Der Atmosphärenforscher Matthew Shupe fügt hinzu: „Während MOSAiC haben wir mehr als 20 arktische Zyklone oder Stürme unterschiedlichen Ausmaßes beobachtet, die über unsere Eisscholle hinwegzogen. Wir haben diese Ereignisse in noch nie dagewesener Ausführlichkeit beschrieben und die vertikale Windstruktur und die Impulsübertragung auf das Meereis und den Ozean charakterisiert, was zu Meereisbewegungen und -brüchen führte. Während dieser Ereignisse verursachten die Auswirkungen der warmen Luftmassen, die sich in die zentrale Arktis bewegten, und die damit verbundenen Wolken signifikante Verschiebungen in allen Komponenten der Oberflächenenergiebilanz, die die Meereistemperatur, das Wachstum und/oder die Schmelze beeinflussten. Darüber hinaus bieten die ganzjährigen Informationen über die Variabilität der atmosphärischen Zusammensetzung und der Aerosole neue Einblicke in die relativen Einflüsse des weiträumigen Transports im Vergleich zu lokalen Prozessen, was wichtige Auswirkungen auf klimarelevante Kreisläufe (z.B. den Kohlenstoffkreislauf), Wolken und die Strahlungsbilanz hat.
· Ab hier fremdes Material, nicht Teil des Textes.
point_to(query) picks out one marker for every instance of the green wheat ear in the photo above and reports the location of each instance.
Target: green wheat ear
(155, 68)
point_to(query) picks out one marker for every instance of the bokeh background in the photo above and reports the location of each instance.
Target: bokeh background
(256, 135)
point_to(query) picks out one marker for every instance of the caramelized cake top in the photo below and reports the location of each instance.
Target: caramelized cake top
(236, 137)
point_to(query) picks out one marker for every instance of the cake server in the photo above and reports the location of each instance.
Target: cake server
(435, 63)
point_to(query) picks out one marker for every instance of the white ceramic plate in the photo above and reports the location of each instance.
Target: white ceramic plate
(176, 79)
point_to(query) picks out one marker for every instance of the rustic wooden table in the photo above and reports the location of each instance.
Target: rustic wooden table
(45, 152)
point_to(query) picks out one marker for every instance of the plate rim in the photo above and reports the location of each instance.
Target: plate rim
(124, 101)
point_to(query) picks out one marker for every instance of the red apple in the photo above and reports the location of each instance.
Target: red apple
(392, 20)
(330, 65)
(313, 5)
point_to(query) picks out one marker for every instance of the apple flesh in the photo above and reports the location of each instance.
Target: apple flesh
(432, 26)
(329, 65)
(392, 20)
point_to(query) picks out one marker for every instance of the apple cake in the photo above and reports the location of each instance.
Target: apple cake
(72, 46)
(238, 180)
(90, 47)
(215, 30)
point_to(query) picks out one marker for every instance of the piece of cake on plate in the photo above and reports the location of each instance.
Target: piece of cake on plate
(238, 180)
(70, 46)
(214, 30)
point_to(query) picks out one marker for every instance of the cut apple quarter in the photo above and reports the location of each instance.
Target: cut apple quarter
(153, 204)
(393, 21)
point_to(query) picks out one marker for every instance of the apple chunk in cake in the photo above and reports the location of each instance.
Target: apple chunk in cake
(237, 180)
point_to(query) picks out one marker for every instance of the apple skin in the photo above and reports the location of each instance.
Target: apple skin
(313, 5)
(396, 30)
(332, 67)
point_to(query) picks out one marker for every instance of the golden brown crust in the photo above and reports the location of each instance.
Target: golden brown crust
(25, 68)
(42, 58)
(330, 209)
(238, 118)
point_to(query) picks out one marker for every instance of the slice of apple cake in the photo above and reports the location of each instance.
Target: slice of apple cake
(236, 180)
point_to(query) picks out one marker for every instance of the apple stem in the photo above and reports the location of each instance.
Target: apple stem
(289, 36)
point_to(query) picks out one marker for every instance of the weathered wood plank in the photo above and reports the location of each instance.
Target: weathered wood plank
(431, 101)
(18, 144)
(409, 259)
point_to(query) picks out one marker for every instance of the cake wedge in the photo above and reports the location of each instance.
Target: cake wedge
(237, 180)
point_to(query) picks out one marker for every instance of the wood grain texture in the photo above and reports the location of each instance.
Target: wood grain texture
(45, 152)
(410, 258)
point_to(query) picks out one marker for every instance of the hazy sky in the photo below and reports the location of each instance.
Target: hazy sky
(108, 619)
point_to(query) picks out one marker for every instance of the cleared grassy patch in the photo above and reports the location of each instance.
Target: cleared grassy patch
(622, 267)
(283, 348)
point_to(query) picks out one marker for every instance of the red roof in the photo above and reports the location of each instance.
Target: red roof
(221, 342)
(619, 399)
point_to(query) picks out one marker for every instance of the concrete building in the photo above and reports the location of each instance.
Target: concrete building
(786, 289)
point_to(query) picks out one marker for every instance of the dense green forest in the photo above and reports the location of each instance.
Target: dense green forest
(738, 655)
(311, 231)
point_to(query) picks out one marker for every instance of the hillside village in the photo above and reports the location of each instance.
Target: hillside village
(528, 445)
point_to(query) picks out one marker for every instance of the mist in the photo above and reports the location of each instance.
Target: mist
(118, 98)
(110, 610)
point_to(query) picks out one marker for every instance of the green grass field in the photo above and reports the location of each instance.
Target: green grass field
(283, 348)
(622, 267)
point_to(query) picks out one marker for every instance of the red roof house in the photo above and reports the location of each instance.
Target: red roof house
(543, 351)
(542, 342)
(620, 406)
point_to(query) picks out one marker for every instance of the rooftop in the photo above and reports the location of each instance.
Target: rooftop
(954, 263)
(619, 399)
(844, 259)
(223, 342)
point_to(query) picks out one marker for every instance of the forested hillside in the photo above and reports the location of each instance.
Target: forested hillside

Die drei Übersichtsartikel dienen als Referenz für eine Vielzahl von zukünftigen wissenschaftlichen Arbeiten. „Die physikalischen Beobachtungen sind die Grundlage für die Interpretation biogeochemischer Kreisläufe und Ökosystemprozesse sowie für die Unterstützung gekoppelter Modelle, die wir nutzen, um noch mehr über Klima-Rückkopplungen und die globalen Auswirkungen des arktischen Wandels zu erfahren. Diese Veränderungen können Wetter und Klima weltweit beeinflussen“, sagt Prof. Markus Rex, Leiter von MOSAiC und Atmosphärenforscher am AWI. „Es ist faszinierend, wie genau wir einzelne Prozesse abbilden und in Beziehung zueinander setzen können. Es freut mich zu sehen, wie mehrere hundert MOSAiC-Teilnehmer an diesen Publikationen mitgewirkt haben. Die internationale Zusammenarbeit mit Expeditionsteilnehmern aus so vielen Ländern läuft auch nach mehr als einem Jahr produktiv und gut koordiniert weiter. Auf diese Weise können wir immer mehr wichtige Erkenntnisse über den Klimawandel liefern, die eine Wissensbasis für einen gesellschaftlichen Wandel hin zu einem nachhaltigen Umgang mit dem Planeten Erde darstellen“, sagt MOSAiC-Leiter Markus Rex.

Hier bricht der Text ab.